According to declassified French intelligence, Syria's chemical arsenal includes more than 1,000 tons of chemical agents and precursor chemicals for the production of mustard gas and the nerve agents sarin and VX.
Assad's government, threatened with US airstrikes in retaliation for an Aug. 21 sarin gas attack near Damascus that the United States says killed more than 1,400 people, agreed last month to accede to the Chemical Weapons Convention and abandon its chemical arsenal.
On Thursday, the United Nations said the chemical experts have made "encouraging initial progress" and hoped to begin disabling equipment involved in Syria's chemical weapon process next week.

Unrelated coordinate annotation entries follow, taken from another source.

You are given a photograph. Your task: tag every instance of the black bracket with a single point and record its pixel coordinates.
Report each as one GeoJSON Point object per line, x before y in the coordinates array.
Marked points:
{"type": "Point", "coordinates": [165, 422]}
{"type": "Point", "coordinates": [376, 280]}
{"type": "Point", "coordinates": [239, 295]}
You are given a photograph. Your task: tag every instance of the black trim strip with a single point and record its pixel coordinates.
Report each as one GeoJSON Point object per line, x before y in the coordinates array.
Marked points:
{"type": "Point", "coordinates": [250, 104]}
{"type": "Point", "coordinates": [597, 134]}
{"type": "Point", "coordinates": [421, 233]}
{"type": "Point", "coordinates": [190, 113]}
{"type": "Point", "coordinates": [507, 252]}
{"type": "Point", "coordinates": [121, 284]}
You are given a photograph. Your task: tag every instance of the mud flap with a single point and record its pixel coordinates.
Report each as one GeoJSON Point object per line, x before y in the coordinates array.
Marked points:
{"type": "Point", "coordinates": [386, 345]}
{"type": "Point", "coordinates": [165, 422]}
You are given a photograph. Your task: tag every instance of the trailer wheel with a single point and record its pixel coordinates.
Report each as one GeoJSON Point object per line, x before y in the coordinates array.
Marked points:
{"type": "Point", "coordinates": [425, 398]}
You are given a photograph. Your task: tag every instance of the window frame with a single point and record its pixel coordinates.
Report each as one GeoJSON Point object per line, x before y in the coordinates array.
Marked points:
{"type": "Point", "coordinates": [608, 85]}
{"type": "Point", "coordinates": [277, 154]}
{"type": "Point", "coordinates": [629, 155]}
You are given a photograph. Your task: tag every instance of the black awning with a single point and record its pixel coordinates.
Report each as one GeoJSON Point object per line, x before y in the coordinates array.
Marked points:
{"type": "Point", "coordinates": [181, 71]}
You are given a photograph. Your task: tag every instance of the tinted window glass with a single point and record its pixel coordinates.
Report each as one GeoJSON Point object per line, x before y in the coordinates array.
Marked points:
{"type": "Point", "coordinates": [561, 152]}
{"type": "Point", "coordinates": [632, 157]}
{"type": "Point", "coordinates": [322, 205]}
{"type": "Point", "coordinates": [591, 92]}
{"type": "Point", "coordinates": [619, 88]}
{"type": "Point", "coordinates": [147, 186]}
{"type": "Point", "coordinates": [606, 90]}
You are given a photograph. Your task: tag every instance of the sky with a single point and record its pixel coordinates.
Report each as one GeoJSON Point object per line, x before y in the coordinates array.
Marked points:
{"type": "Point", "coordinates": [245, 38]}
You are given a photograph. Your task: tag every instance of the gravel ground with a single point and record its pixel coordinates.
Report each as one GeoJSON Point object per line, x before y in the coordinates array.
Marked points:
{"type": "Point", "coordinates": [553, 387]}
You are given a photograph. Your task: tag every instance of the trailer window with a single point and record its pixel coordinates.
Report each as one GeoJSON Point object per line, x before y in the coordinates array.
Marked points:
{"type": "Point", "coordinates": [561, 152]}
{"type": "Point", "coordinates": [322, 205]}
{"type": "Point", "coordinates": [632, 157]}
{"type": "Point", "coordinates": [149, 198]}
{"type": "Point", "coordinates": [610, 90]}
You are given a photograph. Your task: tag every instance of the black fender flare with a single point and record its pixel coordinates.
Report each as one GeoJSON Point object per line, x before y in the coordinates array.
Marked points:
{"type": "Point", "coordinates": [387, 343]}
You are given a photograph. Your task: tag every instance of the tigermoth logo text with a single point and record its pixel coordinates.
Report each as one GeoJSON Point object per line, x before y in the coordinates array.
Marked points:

The rebels and Syrian government blame each other for the deadly Aug. 21 attack on a Damascus suburb. The United States and other Western countries say a report by UN investigators indirectly implicates government-allied forces.
There was some optimism in Washington on the Syria situation. On Thursday, administration officials held a three-hour briefing for the Senate Armed Services Committee.
Senator Carl Levin, the panel's chairman, said the officials who briefed the committee expressed confidence the chemical weapons plan would work, partly because Russia was pushing Assad to cooperate.
"There is confidence that the chemical piece will work, because it's in everybody's interest to do it, including Russia's putting pressure on Assad," he told reporters.
The United Nations has been notified of at least 14 chemical attacks since the 2 1/2-year civil war began. It estimates more than 100,000 people have died since the uprising against Assad began in March 2011.
Russia, a staunch ally and arms supplier of Assad, also blames the rebels for the Aug. 21 gas attack.
The chemical weapons demolition plan and last week's Security Council resolution that made it legally binding were based on a deal reached last month in Geneva by Russian Foreign Minister Sergei Lavrov and US Secretary of State John Kerry.